Cadet Jillian Skahill has been an integral part of four years of Virginia Tech football games.

But you probably didn’t notice her. You weren’t supposed to.

Dressed in the Virginia Tech Corps of Cadets’ royal blue blouse, Skahill looked like every other member of Skipper Crew, the cadets who fire the corps’ cannon during every home game. 

She found a lot of joy in the experience – the noise, the smoke, the tradition. But more importantly, she embraced the responsibilities of timing, communication, leadership, and safety.

What made her blend seamlessly at football games is exactly why Skahill stands out to her peers — along with her love of Virginia Tech and the corps and her compassion.

“She is simply the most dedicated cadet that I have seen in my eight years here,” said Command Sgt. Maj. Dan Willey, the senior enlisted advisor for 1st Battalion and the advisor for Skipper Crew. Skahill was the crew’s top junior, the so-called “chief of smoke,” during the 2019-20 academic year and the gun captain this year.

Don’t ask her to do something you don’t want done immediately, Willey said, only half-joking. 

“She holds herself to very high standards of accountability and will always hold others to the same,” he said. “She constantly challenges herself to be better, while making those around her better as well.”

This May, Skahill will graduate with a degree in political science from the College of Liberal Arts and Human Sciences and commission as a second lieutenant into the U.S. Army’s Military Police Corps. In November, she will head to her first duty station in Germany.

“She is a diligent learner,” said Lt. Col. Curtis Armstrong, executive officer of Virginia Tech and Radford Army ROTC. “Besides her love of learning, she maintains a positive mental attitude that is omnipresent. She is also a fearless worker. As she continues to hone her knowledge and combine it with her work ethic, she will continue to be the type of officer that makes Virginia Tech proud.”

You can thank Skahill’s mom for steering her toward Virginia Tech.

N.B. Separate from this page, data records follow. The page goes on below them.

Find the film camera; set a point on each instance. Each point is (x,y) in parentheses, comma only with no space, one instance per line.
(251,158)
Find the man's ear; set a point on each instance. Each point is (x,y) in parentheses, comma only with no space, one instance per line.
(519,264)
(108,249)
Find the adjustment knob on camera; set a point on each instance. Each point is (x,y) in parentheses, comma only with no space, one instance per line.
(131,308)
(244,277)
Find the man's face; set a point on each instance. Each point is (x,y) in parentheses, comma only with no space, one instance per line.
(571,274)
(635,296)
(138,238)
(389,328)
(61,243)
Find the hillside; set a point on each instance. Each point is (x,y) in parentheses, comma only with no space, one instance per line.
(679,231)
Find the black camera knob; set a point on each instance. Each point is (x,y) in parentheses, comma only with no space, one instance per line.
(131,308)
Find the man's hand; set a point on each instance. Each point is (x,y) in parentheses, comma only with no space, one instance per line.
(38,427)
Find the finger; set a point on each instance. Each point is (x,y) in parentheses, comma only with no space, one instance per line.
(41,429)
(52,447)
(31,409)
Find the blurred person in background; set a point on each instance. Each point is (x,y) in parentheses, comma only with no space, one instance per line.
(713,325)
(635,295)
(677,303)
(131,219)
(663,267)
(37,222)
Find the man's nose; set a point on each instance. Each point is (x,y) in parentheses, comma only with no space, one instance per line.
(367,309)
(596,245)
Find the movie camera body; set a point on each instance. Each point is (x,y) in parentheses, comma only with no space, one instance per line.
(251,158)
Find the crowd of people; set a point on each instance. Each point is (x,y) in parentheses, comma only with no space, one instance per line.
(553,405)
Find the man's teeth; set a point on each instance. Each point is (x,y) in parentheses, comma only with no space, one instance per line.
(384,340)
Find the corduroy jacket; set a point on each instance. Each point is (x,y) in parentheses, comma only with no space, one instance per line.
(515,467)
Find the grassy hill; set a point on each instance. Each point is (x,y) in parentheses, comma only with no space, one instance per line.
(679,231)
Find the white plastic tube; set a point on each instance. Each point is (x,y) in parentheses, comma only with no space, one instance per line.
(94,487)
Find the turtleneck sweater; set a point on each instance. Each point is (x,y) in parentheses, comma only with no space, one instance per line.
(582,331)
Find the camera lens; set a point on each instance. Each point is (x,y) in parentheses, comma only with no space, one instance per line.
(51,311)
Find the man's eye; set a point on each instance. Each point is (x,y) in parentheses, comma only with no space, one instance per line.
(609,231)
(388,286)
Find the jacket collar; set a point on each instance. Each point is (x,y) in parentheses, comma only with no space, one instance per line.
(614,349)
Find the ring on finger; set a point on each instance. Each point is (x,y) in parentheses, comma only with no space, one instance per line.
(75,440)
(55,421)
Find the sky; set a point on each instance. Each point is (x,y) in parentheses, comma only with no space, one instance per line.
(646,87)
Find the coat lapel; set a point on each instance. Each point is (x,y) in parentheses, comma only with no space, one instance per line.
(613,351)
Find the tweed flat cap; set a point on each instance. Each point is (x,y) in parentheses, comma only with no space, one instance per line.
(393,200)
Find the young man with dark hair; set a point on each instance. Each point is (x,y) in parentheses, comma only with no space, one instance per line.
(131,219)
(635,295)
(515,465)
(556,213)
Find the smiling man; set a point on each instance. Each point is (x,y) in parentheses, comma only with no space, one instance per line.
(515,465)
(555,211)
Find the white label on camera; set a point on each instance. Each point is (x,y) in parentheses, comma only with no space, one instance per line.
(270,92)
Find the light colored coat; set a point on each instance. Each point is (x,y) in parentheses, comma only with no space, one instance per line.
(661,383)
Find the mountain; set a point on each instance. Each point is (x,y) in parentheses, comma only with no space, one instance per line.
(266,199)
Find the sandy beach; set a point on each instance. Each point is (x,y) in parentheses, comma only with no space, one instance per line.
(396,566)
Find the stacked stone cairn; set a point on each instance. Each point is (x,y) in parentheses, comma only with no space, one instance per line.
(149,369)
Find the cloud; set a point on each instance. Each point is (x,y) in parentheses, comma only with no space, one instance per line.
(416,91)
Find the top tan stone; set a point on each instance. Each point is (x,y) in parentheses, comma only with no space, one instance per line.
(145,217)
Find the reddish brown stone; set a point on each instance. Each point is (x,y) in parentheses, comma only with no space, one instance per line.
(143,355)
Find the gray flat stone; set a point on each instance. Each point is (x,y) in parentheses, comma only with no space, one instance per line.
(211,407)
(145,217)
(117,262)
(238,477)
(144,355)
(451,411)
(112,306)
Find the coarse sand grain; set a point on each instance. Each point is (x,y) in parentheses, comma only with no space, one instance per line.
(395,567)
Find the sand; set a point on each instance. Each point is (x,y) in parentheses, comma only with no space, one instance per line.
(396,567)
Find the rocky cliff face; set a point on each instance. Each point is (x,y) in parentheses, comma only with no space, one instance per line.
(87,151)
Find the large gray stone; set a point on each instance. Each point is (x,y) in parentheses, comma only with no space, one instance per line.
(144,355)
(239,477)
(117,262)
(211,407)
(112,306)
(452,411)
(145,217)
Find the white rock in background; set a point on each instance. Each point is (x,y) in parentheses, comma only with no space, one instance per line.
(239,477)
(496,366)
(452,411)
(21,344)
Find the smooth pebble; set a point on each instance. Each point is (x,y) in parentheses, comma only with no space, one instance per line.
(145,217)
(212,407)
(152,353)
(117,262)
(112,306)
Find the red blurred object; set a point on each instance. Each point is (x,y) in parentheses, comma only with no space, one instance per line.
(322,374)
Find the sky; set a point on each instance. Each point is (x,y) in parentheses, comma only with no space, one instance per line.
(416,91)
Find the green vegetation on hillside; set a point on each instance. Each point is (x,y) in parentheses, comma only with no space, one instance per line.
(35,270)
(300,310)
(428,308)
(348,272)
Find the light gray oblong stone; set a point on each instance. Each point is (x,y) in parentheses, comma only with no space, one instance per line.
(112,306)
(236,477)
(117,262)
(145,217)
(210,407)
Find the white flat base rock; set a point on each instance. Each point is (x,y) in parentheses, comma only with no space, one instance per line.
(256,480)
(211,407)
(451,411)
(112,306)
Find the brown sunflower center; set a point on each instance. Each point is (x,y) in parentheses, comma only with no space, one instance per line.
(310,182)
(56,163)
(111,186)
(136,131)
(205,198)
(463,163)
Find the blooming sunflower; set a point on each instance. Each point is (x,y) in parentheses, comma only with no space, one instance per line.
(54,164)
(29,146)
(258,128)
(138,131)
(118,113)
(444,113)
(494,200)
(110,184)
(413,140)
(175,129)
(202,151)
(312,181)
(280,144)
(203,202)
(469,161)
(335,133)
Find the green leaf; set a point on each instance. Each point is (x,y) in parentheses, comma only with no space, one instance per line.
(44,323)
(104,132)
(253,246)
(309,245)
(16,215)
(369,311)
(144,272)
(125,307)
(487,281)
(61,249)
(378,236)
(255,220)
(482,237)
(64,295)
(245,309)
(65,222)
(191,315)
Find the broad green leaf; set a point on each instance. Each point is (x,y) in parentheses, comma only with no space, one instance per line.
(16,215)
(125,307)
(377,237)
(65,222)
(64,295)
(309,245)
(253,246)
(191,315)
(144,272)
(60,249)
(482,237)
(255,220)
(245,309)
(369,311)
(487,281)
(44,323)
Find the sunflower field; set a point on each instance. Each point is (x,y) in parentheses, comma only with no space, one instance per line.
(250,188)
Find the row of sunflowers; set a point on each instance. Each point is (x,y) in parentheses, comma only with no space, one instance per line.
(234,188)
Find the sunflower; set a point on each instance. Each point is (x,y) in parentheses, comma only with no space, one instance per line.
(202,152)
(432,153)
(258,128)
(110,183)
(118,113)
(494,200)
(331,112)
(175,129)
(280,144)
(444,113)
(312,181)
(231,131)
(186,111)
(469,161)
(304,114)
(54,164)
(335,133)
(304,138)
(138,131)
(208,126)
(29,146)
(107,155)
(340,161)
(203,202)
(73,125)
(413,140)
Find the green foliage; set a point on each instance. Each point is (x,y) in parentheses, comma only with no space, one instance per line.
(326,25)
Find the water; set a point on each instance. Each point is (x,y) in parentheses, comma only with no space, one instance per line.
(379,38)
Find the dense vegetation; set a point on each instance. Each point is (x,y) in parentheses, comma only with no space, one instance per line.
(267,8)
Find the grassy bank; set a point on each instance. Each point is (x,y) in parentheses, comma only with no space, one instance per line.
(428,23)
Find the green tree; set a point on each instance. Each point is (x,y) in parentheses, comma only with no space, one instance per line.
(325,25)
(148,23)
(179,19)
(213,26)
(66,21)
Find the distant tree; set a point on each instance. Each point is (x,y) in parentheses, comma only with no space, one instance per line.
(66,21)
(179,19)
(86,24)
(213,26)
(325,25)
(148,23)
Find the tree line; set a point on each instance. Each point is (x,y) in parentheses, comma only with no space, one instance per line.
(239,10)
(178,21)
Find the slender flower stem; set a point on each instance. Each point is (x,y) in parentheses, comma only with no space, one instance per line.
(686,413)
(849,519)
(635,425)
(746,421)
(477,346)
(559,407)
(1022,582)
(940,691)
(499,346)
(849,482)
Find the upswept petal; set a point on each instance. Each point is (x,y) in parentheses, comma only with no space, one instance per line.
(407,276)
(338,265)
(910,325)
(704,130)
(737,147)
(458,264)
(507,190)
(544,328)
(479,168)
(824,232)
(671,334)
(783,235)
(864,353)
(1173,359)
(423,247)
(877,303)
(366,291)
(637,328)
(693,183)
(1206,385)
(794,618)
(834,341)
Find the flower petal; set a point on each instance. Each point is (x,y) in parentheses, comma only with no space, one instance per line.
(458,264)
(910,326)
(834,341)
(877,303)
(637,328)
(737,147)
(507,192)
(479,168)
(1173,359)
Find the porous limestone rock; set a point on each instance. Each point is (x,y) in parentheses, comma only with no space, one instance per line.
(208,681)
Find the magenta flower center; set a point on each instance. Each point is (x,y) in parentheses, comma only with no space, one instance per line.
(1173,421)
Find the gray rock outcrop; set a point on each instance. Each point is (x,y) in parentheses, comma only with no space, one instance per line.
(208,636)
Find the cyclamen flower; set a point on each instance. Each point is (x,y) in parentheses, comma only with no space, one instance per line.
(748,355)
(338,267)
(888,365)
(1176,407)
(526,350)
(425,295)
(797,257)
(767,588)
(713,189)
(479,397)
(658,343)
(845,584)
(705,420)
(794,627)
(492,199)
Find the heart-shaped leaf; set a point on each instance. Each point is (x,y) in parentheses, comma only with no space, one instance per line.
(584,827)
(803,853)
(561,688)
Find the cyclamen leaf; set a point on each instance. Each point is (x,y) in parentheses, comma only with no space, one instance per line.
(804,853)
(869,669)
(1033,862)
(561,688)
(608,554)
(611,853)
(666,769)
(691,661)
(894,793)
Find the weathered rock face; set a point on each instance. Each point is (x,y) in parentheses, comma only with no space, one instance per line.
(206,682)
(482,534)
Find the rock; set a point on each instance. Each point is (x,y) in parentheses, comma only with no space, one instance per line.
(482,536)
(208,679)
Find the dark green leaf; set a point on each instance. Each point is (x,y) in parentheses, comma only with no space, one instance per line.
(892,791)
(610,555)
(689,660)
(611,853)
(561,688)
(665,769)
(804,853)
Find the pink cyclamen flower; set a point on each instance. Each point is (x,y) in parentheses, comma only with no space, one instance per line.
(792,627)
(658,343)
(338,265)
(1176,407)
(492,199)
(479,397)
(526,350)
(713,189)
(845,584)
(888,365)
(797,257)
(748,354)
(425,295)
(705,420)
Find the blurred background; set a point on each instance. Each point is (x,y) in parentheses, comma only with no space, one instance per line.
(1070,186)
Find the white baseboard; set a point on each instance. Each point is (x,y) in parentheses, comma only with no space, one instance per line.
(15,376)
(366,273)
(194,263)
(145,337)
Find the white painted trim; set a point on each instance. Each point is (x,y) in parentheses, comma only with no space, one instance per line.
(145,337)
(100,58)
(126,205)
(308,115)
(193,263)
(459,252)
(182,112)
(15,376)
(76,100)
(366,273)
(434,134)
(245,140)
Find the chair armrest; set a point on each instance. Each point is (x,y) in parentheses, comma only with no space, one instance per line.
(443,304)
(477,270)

Raised in Delaware, Skahill always wanted to be a police officer. She joined the Junior Reserve Officer Training Corps program at her high school and discovered the military and its promise of college scholarship opportunities and a guaranteed job after graduation.

Her plan was Norwich University, a senior military college in Vermont, a few hours from home. That is, until her mom surprised her with a road trip south. Virginia Tech, her mom said, is a senior military college that offers more options, including the corps’ Citizen-Leader Track program for cadets who aren’t pursuing a military commission.

“I fell in love with the idea having the option of both sides,” Skahill said. “I wasn’t really sure what life after college would look like.”

She’s made the most of her time here. 

In addition to Skipper Crew, she’s worked her way through leadership positions in both the corps and in Army ROTC. This semester, for example, she’s the regimental operations officer charged with overseeing the planning of corps-wide events, and she’s Army ROTC’s civil affairs officer, and she commands Skipper Crew.

Skahill said she honed her time-management skills — needed because as an Army officer, she’ll never be off duty. And she’s a doer, always volunteering for extra tasks.

She learned to be adaptable.

And she learned how to take care of people — really take care of people — after she was asked to take a leadership position in a unit that was struggling. “It took me away from idea that my job was to enforce standards and made me focus on how people fit into the mission,” she said.

She’s proud of that unit today, so much so that it rivals Skipper Crew as her best experience at Virginia Tech.